Il parco archeologico del Colosseo di fatto ancora non esiste, ma la soprintendenza speciale per il Colosseo e l’area archeologica centrale è stata già cancellata completamente. E lo fa una circolare ministeriale della direzione generale del Bilancio, in cui si comunica che «restano in capo al Parco archeologico del Colosseo il codice fiscale, il codice Ipa, il conto di Tesoreria intestati all’ex-soprintendenza speciale per il Colosseo e l’area archeologica centrale in considerazione del fatto che la gestione del maggior volume d’affari resterà in capo a tale istituto».
Di fatto tutta l’autonomia amministrativa, gestionale ed economica di cui godeva la soprintendenza viene trasferita all’istituto che ancora non c’è: la cassaforte dei monumenti di Roma. Ma nulla viene trasferito alla «rinominata» soprintendenza speciale archeologia, belle arti e paesaggio di Roma, guidata da Francesco Prosperetti, che così commenta: «Delle motivazioni alla base di questa iniziativa non sono al corrente, la nota della Direzione generale del Bilancio da cui ha origine il provvedimento non ci è stata inviata. Dunque è una sorpresa difficile da commentare: per questo ho chiesto per iscritto che la nota ci venga inoltrata».

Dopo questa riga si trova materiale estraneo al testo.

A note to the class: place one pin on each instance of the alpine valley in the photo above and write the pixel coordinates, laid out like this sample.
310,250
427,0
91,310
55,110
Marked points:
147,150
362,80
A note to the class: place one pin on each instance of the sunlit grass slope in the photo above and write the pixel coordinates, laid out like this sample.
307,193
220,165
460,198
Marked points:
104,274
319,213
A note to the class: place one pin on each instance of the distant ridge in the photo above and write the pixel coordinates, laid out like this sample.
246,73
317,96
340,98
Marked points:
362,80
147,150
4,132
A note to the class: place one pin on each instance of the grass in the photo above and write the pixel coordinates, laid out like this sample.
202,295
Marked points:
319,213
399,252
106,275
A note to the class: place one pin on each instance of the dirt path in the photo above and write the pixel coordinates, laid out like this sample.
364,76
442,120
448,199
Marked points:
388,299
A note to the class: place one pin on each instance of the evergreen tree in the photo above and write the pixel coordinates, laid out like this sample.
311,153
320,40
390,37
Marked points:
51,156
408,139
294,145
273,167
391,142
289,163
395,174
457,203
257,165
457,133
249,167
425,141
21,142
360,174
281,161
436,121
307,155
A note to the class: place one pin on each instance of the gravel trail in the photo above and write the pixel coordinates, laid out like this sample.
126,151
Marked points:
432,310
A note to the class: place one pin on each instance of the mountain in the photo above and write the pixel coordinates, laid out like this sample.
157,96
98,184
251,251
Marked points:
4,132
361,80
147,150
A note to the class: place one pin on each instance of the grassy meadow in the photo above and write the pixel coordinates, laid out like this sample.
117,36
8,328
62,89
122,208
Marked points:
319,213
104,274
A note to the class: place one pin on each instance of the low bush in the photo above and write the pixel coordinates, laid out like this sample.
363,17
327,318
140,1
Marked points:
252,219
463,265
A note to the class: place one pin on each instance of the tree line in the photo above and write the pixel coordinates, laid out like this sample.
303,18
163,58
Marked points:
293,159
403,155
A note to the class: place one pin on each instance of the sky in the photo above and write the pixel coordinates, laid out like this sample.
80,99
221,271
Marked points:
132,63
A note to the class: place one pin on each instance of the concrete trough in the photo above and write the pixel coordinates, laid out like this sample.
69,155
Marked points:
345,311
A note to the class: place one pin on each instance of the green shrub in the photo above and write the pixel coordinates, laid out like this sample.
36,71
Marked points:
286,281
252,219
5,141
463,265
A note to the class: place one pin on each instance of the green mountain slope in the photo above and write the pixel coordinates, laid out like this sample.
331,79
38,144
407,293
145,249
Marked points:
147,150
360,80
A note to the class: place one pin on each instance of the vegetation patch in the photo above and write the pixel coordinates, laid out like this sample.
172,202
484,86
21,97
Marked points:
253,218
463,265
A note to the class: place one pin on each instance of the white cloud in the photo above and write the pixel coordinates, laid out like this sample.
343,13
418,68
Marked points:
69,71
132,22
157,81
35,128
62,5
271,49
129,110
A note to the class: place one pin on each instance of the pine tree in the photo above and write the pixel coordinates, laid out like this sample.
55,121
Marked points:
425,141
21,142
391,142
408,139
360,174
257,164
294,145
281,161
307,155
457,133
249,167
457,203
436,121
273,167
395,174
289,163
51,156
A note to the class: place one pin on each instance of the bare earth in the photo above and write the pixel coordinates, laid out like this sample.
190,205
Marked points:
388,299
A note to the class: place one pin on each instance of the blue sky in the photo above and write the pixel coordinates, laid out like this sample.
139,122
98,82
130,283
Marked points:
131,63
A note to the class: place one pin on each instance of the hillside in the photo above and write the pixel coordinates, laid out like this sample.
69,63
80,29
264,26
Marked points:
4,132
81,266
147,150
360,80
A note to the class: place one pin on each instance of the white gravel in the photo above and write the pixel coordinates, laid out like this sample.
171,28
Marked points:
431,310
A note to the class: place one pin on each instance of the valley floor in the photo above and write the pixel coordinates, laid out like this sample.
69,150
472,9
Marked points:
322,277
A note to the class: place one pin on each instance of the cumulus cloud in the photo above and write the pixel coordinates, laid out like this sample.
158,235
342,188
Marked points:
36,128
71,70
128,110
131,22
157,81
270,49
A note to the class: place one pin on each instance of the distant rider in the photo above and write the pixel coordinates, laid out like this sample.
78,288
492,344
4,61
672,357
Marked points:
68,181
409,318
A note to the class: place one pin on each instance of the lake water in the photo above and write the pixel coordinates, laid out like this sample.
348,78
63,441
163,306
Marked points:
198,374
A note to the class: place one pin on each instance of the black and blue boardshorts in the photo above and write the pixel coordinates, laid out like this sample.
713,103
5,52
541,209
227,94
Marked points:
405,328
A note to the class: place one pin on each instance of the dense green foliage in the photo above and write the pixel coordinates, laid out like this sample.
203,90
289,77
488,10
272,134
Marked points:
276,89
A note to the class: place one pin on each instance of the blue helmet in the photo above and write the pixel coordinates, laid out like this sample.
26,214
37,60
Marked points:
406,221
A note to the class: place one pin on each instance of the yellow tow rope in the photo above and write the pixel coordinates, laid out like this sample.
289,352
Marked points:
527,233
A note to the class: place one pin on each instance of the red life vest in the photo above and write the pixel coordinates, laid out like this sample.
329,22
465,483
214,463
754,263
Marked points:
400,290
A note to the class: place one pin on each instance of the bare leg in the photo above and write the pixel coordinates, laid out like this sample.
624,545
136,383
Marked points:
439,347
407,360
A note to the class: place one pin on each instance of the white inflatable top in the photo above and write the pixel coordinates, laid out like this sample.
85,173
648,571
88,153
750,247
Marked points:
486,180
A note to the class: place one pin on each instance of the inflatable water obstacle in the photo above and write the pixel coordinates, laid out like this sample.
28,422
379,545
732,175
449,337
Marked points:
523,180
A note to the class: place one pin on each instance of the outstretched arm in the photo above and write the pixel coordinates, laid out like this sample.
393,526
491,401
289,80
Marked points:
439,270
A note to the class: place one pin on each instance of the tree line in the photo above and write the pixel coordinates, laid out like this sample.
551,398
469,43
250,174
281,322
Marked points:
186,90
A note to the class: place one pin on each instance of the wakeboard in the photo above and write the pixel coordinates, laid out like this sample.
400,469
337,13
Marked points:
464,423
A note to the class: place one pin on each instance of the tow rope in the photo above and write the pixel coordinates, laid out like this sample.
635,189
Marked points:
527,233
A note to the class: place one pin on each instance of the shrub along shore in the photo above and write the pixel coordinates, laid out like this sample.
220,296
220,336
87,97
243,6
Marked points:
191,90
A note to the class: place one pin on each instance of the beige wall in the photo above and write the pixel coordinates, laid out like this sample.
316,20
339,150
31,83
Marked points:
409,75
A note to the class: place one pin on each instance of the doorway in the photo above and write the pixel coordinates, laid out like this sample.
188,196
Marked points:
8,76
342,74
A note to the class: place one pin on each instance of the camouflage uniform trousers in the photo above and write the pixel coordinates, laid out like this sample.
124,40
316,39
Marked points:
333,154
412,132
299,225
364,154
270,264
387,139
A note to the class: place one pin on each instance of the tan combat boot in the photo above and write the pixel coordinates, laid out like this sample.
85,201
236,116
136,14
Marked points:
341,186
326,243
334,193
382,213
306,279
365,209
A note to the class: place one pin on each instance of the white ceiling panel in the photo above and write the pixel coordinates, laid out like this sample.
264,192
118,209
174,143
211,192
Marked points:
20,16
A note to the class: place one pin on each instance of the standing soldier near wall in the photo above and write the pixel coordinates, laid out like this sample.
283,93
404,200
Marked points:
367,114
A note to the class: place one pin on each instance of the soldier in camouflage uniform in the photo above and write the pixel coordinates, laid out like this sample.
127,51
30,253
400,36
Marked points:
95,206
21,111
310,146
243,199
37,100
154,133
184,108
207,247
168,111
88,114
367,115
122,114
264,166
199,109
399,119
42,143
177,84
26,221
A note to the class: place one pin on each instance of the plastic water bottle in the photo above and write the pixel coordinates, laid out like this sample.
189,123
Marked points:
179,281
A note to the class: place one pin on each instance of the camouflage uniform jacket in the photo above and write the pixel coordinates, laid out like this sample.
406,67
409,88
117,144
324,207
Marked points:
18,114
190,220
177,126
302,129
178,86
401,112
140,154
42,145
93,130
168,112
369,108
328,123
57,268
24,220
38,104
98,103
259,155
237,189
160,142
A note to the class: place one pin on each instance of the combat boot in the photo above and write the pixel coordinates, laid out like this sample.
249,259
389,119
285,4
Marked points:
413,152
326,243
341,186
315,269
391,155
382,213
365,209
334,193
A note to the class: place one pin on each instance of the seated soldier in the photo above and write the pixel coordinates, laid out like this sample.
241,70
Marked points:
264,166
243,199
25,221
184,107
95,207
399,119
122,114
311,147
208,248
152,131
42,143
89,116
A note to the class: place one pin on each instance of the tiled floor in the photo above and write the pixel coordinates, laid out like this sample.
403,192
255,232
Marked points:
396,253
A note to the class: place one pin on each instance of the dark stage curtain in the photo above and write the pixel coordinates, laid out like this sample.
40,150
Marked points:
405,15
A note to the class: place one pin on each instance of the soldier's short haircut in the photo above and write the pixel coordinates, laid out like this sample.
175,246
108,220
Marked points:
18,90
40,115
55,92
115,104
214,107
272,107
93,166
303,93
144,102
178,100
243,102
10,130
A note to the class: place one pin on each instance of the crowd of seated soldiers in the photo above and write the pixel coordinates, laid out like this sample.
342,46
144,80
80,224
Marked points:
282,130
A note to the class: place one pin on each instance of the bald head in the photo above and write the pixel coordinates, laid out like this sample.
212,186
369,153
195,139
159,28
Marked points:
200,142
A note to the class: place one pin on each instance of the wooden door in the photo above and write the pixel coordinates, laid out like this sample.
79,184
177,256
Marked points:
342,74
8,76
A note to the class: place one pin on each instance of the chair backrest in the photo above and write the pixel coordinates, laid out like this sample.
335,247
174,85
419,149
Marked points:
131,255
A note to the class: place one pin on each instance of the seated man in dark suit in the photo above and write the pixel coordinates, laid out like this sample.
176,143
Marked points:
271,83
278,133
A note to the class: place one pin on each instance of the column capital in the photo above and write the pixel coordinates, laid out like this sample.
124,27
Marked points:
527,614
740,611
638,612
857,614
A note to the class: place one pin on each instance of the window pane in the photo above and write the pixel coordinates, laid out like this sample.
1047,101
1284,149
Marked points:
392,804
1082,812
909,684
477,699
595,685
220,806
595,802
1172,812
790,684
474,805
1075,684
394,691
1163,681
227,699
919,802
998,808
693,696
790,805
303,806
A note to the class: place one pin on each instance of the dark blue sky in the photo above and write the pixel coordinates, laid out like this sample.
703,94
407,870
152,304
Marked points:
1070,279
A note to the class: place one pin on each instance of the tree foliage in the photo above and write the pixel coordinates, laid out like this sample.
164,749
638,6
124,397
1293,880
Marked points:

La circolare ministeriale, che di fatto cancella in modo definitivo l’esperienza della «speciale archeologica» è del 21 aprile, Natale di Roma, stesso giorno in cui la sindaca Virginia Raggi ha annunciato ricorso al Tar contro l’istituzione del parco archeologico. «La valorizzazione del patrimonio culturale, artistico e storico della città necessita di scelte condivise e collaborazione tra istituzioni, non di decisioni calate dall’alto», così ieri la sindaca ha ribadito la sua opposizione alla decisione ministeriale.